“Madalena, o Filme e a Prostituta!”
08/04/2018
Frei Jacir de Freitas Faria, OFM (*)
Nas telas do cinema, em vários continentes, na quaresma de 2018, está sendo projetado o filme “Maria Madalena”. Dirigido por Garth Davis, essa produção britânico-australiana procura resgatar o papel originário de Maria Madalena, a de apóstola.
Madalena, o filme! Sim. Madalena, a prostituta! Não. Os cristãos acreditam no equívoco cometido pelo papa Gregório Magno (540-604) na catedral de Milão, interpretando Lc 7,36-50, que fala de uma prostituta que unge os pés de Jesus, e afirma que tal prostituta seria Madalena arrependida. Os milaneses pervertidos se converteram e a apóstola Madalena passou a ser aquilo que nunca foi, prostituta.
A partir daí, o inconsciente coletivo guardou na memória a figura de Maria Madalena como mito de pecadora redimida. Nas sociedades patriarcais antigas, a mulher era identificada com o sexo e ocasião de pecado por excelência. Lc 8,2 cita nominalmente Maria Madalena e diz que dela “haviam saído sete demônios”. Ter demônios, segundo o pensamento judaico, era o mesmo que ser acometido de uma doença grave. No cristianismo, o demônio foi associado ao pecado. No caso da mulher, o pecado era sempre o sexual. Nesse sentido, a confusão parece lógica.

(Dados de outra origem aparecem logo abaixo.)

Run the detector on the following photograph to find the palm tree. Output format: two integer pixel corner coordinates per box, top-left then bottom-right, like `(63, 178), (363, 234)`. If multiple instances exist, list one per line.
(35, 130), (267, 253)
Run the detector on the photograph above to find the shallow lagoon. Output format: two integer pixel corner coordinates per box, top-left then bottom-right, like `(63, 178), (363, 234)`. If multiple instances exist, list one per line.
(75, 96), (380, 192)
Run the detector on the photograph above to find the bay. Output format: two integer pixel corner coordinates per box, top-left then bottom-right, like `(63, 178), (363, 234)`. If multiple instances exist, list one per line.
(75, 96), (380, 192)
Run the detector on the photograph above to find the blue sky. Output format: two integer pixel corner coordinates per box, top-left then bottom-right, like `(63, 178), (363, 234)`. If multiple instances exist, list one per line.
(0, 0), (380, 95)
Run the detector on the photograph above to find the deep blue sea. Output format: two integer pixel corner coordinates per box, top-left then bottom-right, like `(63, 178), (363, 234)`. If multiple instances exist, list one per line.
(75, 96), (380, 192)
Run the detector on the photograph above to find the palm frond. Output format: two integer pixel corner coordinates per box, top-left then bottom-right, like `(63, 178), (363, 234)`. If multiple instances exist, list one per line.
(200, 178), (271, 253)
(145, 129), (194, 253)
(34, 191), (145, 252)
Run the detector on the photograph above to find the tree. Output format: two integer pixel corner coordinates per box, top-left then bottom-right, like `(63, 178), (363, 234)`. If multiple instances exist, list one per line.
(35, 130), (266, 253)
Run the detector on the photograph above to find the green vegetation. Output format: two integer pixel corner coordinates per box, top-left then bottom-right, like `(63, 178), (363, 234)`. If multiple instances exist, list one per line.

Madalena, a apóstola de Jesus e líder entre os homens apóstolos. Testemunha da ressurreição. Mulher que esteve à frente de seu tempo. Não prostituta. Uma outra Madalena! E é isso que Garth Davis soube explorar bem em seu longa-metragem. O espírito mau que estava dentro dela era justamente o de não querer seguir os ditames da cultura judaica: toda mulher tinha que ter um marido e servi-lo, como queria o seu pai. Maria Madalena, protagonizada por Rooney Mara, decide seguir Jesus, que ao passar por Magdala, sua cidade, ganha uma apóstola.
O filme vem em boa hora. Tempo de quaresma e de violência. Não por mera coincidência, Madalena de Magdala e Marielle do Rio de Janeiro são exemplos de lideranças que abrem caminhos de liberdade e esperança.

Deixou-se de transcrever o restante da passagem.